Anybody that’s ever bundled up to go outside and play in the snow knows that while warmth is important, sometimes you can overdo it and become very uncomfortable. The narrator of this cute, rhyming cumulative tale has on so many clothes that are too stiff, wrinkled, or caught up in the zipper that finally tears bring help from Mother. Simple text for beginning readers and full-color artwork created with watercolor paints, colored pencils and a black pen make this a fun, wintertime book to have on the primary bookshelf.

Finding a healthy balance between the work you’re expected to do and an activity that you’re passionate about is not easy, especially for kids. Ralph’s rabbit colony was responsible for decorating all of the eggs delivered by the Easter bunny, and so he was expected to help get this huge job done. But he also loved playing soccer, and dreamed of one day being a famous player. Unfortunately, Ralph spent so much time practicing his footwork and kicks, it interfered with the egg decorating. Young readers will enjoy finding out how he learns to strike a balance between the two. Engaging text and adorable illustrations make this a fun book to share with kids in the days leading up to Easter.

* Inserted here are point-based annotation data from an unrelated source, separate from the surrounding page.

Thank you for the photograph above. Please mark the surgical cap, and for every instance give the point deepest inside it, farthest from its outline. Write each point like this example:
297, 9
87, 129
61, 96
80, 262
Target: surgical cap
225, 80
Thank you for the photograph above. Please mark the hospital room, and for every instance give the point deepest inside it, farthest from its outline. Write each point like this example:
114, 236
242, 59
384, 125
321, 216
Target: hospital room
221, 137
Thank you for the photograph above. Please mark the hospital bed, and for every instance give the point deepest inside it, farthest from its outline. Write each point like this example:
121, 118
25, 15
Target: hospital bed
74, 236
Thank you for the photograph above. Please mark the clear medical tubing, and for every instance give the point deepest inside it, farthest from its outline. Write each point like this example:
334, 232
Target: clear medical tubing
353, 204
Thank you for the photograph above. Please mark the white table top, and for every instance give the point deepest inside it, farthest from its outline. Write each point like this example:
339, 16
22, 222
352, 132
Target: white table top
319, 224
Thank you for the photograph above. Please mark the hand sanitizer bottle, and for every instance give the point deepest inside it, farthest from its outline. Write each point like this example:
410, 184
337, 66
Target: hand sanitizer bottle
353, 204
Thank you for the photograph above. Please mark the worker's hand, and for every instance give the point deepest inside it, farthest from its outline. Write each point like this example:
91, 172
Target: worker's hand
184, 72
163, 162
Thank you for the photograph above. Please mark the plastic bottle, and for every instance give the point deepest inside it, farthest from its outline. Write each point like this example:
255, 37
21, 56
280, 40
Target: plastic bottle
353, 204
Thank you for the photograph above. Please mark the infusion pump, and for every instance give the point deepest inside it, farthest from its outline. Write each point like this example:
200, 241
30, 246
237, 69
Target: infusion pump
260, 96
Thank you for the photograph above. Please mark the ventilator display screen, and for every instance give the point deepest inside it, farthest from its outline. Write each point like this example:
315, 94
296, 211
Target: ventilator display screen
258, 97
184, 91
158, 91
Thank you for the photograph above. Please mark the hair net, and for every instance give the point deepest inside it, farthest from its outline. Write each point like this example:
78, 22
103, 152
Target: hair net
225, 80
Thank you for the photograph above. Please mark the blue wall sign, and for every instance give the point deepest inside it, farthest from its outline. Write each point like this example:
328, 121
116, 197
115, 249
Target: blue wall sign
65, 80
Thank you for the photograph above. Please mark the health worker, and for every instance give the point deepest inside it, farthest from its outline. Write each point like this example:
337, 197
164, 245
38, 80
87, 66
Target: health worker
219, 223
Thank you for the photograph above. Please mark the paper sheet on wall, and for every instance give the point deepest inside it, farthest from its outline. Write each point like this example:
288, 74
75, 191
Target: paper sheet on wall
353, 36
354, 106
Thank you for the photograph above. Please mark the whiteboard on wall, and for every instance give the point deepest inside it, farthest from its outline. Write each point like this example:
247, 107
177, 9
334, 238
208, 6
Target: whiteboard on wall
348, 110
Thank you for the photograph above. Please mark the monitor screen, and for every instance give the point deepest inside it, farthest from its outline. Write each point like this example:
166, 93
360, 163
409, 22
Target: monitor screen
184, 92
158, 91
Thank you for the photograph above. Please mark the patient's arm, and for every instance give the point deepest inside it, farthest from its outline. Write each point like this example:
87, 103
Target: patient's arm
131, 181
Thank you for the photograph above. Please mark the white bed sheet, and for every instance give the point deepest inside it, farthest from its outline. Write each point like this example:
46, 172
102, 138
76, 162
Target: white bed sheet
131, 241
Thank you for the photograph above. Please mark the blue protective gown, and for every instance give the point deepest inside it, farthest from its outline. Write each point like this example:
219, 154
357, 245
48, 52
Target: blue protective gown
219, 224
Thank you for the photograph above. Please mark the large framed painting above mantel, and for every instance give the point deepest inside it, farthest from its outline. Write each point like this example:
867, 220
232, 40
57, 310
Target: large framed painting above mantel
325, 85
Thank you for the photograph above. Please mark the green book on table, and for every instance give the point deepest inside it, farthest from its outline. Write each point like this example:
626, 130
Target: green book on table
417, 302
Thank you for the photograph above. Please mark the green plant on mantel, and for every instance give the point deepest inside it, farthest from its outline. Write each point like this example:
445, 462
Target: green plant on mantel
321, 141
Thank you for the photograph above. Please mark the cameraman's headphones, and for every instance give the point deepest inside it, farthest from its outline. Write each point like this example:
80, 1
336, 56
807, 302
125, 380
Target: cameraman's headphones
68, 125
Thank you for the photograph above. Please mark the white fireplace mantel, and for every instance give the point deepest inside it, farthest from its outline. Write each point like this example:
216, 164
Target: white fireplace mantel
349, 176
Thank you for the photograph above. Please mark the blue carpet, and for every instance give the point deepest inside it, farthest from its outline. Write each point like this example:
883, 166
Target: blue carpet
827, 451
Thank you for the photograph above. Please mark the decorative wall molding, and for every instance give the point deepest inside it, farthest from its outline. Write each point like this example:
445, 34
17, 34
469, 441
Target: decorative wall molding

With lyrical rhyming text and lovely colorful illustrations, this book helps young readers understand what collective nouns are and gives many examples. For young readers who love the sounds and textures of different words, this book would be a treat. This would be a good resource to have in a collection of books you might keep near your writing center.

This cute mystery picture book reminds me of The Mitten by Jan Brett. If you ever take a glance in the Lost and Found at an elementary school, you’ll see that lost mittens are a very common problem. In this story, a little girl has lost a red mitten and she and her dog retrace her steps from a day spent playing all over the neighborhood in the snow. The artist created black and white illustrations, except for a red cardinal, and red mittens. This would be a good book to include in a collection of wintertime books.


  1. What a great array of reads. I think it's always fun to see the polar bears. It's amazing at how big their paws are.

  2. I watched Lady Bird recently, and it was so very strange, it was like watching my own high school experience on film! It does make me sigh a little bit when my youth is marketed as "historical fiction" though... :-) I love all the older titles you've shared - sometimes I feel as if every blog is sharing the same few buzzy picture books (I can be the same way, since I get sent a lot in PR), but it's so refreshing to discover new-to-me classic titles I've missed!!

  3. Lots of good books to find, Jana. I like the descriptions of the two chapter books, will put them on my list! And the Kellogg book, "lost Mitten" does look like that older 'other' book, called The Mitten. Thanks!

  4. I'll have to check out A Pup Called Trouble. So many kids love animal stories.

  5. I really want to read Like Vanessa, especially after reading your words and discovering on Goodreads, that it is semi autobiographical!

  6. Huge variety of books! Looks like some amazing reading!

  7. I am looking for picturebooks that feature mysteries and puzzles - thank you for introducing me to the Kellogg one. Nice!

  8. I would love to get my hands on First Year Letters. My kiddos have been interested in writine "real" letters, lately (probably after Valentine's Day cards), so this might be a nice and fun prep text. :) A Pup Called Trouble also looks really cute! Is it in 3rd person or is it 1st person from the "pup's" perspective? Thanks for sharing this week!

    1. A Pup Called Trouble is in 3rd person. Most of the time you read the coyote pup’s point of few, but a few of the chapters show what’s going on with some of the other characters.